Penahanan RH ditempuh setelah surat penetapan tersangka bernomor TAP-10/O.4.5/Fd.1/10/2024 terbit. “Selepas pemeriksaan tersangka langsung ditahan di Rutan Klas IIA Sempaja, Samarinda,” terangnya.
Tersangka RH ditahan selama 20 hari ke depan untuk mempermudah tafahus yang berjalan. Penyidik, lanjut Toni, khawatir jika tersangka melarikan diri, menghilangkan barang bukti, atau mengulangi tindak pidana sepanjang pemeriksaan perkara berjalan.
Karena itu, berpedoman Pasal 21 Ayat 1 dan Pasal 21 Ayat 4 huruf a KUHAP, penahanan dipilih penyidik. “Dalam perkara ini ancaman pidananya lima tahun atau lebih,” sambungnya.
Tersangka dijerat dengan Pasal 2 dan Pasal 3 UU 31/1999 tentang Pemberantasan Tindak Pidana Korupsi yang diperbarui dalam UU 20/2001.
Dua pekan lalu, Kejati sempat menyita tiga aset lahan beserta bangunan milik PT Erda Indah. Dua ruko berlokasi di Depok, Jawa Barat dan sebuah rumah mewah di Malang, Jawa Timur. Perkara kredit modal usaha ini mulai disidik para beskal Benua Etam sejak diterbitkannya Surat Perintah Penyidikan Kajati Kaltim Nomor Print-06/O.4/Fd.1/07/2024 pada 8 Juli 2024 lalu.
Diuraikan Toni, dari kasus ini, pada 2020-2021 lalu, PT Erda Indah mengajukan kredit modal kerja ke Bankaltimtara Balikpapan dengan plafon pinjaman sebesar Rp 15 miliar.

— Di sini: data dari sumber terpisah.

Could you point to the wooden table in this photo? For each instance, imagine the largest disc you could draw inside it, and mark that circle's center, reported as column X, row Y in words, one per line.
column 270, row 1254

Jaminan yang dipakai berupa kontrak pekerjaan proyek pembangunan hunian tetap di Desa Lompio, Donggala, Sulawesi Tengah dari PT Waskita Karya senilai Rp 37 miliar. “Namun kontrak ini palsu atau fiktif. Tak pernah ada,” kata Toni. Penyidik menduga total pinjaman yang diterima PT Erda Indah menjadi kerugian negara dalam perkara ini.